8 Ekim 2016 Cumartesi

Konya Gezi Notları



Yüz ölçümü olarak Türkiye'nin en büyük şehri olan Konya Mevlana’nın şehri olması nedeniyle ve tarihsel önemiyle mutlaka görülmesi gereken şehirlerden birisi. Ayrıca ben üniversiteyi Konya’da okuduğum için biriktirdiğim anılarla güzelleşen bu şehrin ayrı bir yeri var benim için. Dolayısıyla biraz torpil geçeceğim Konya’ya.
Hadi bakalım başlayalım upuzun dolu dolu bir Konya turuna.

Ne zaman gidelim?
Eğer Şeb-i Arus etkinliklerine katılma amacıyla gelmeyeceksiniz kış aylarını çok tercih etmeyin, oldukça soğuk. Yazın geldiğinizde sıcak sizi gezerken biraz zorlayabilir. Bahar ayları Konya’yı gezmek için en ideal zaman.

Ne yiyelim?
Konya deyince ilk aklımıza gelen tabiî ki etli ekmek. Havzan Etli ekmek veya Cemo Etli ekmek denemek için en güzel mekanlar.


Konya’nın diğer bir lezzeti olan Fırın Kebabını Hacı Şükrü’de yemelisiniz.


‘Tiridine tiridine bandım’ türküsünün başkahramanı Tirit’i Tiritçi Mithat’ta denemelisiniz.

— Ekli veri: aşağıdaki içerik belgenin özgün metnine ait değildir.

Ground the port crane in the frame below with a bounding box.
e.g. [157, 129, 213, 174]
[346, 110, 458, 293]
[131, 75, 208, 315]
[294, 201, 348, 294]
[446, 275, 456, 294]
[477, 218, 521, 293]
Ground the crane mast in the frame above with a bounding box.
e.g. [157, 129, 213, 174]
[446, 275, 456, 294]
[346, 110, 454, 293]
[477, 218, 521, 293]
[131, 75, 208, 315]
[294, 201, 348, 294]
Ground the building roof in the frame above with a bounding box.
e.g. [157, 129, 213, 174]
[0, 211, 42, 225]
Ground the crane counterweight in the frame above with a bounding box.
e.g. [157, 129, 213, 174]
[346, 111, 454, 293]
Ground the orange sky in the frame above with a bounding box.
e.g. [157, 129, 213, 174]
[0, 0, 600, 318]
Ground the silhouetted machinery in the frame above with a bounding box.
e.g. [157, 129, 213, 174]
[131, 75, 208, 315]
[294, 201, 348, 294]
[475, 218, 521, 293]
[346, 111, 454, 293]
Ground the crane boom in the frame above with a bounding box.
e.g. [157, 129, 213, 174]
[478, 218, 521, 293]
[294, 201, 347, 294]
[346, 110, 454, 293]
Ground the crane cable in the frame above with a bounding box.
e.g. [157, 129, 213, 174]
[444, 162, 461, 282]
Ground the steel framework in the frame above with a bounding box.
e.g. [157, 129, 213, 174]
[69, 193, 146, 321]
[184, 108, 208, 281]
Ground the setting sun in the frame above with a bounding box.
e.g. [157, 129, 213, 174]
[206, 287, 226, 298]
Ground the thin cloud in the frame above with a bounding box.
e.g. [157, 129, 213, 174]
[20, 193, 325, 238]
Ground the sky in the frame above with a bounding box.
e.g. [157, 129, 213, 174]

Bamya Çorbası mutlaka denenmesi gereken lezzetlerden. Ama bunun için Konyalı bir tanıdığınızın olması gerekiyor.  Ben hiçbir restoranda evde yapılan kadar güzel bamya çorbasına rastlamadım. O yüzden ilk işiniz bamya çorbası yapan bir Konyalı teyze ile tanışmak olmalı :)
Son olarak Konya’dan ayrılmadan önce Mevlana Şekerinizi alıp huzurla şehirden ayrılabilirsiniz.

Nereleri gezelim?
İlk olarak tabiî ki Konya'nın simgesi olan Mevlana Müzesi’ne gidelim. Müzeye ücretsiz girebiliyorsunuz. Müzede her ayrıntıyı daha iyi anlamak için ses cihazı ve kulaklığını 10 TL ödeyerek kiralayabilirsiniz. Öncelikle müze planımıza bakarak nereleri gezeceğimizi öğreniyoruz.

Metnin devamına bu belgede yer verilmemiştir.